Somewhere in between who I was and who God is making me….that is where you will find me. I am not who I was yesterday and I am not yet who God is making me to be.
Waiting for God to help me is something that I am not good at. I
have very little NO patience. But there are benefits that I see on the rare occasions that I do wait upon Him.
- He lifts me out of despair. After I am actually out of the miry muck and I look back, I realize I couldn’t have done it with out God there holding me up. Sometimes when we are at our lowest of lows, we ask “God where are you?” He answers us but we are to self-absorbed to be able to stop wallowing around in the mud to hear His voice.
- He sets my feet on a rock. God gives us a foundation (the Bible) which to set our feet upon. The problem is we are not in The Word enough for it to make a difference. I see my husband pour his heart and soul into his work as a pastor. I NEVER see his desk free of Bibles. He usually has 4-5 opened at the same time. He says “I do not read God’s Word nearly as much as I should.” I look at that statement and it makes me ashamed. I don’t read it as much as he does and if he feels he doesn’t do it enough…where does that live my pitiful Bible Study? We have to plant our minds and our feet on God’s word.

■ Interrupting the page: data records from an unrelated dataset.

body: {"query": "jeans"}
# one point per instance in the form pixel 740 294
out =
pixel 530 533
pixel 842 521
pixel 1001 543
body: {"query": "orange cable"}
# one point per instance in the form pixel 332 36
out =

- He gives me a firm place to stand. Christ is the ONLY Solid Rock we need to stand firm in the World today. I know all I need to do is trust in Him. I fail miserably at this on a daily basis. I am a worry wart and I worry about everything. How the bills are going to be paid, how the car will get fixed, about my moms health, about what people think of me, about being able to home school my daughter successfully. The reality of it is this… our bills are paid, not always on time, but they are paid, the car is still running, my mom is 75 and she still drives herself and she has led a full life and for the most part, happy, it really doesn’t matter what people think of me only what God thinks, and Kelsey is a A and B student and still being homeschooled. God has taken care of my every need. And still I don’t trust…….
- He has put a new song in my heart. Sometimes I feel I am still waiting on this part. My favorite thing in the entire world to do is to sing. I lead music during our worship and sometimes I get so into singing that I feel like I am standing all alone in the sanctuary singing my heart out for God. But I think what David is talking about here is that God has given him a new attitude. I am still working on this one……
Often blessings cannot be received unless we go thorough a trial of waiting. This is always the hard part for me. Richard is the one who just walks around without a care in the world trusting that God will just provide all of our needs, after all the Bible does tell us that. If we choose to try to provide our own needs instead of letting God bring them to us in HIS time, isn’t that the same as calling God a liar?
It’s all about faithfulness. Are we faithful to God? I think we think we are. But when push comes to shove, we tend to ditch him for self. When we think of faithfulness, a friend or a spouse may come to mind. People who are faithful to us accept and love us, even when we are unloveable. Faithful people keep their promises, whether promises of support or promises made in our marriage vows. God’s faithfulness is like human faithfulness, only perfect. His love is absolute, and his promises are unbreakable. He loves us in spite of our constant behavior of sin, and he keeps all the promises he made to us, even when we break our promises to Him.
Through it all…I love my God with every fiber of my being. I pray to Him everyday to give me strength to stand fast on the Solid Rock of my salvation and help me to grow in Him and trust in Him more and more. I have vowed to study His word more, to pray more for others, and to continue to grow in Him and not in my own feelings.
Will you make a promise to God today?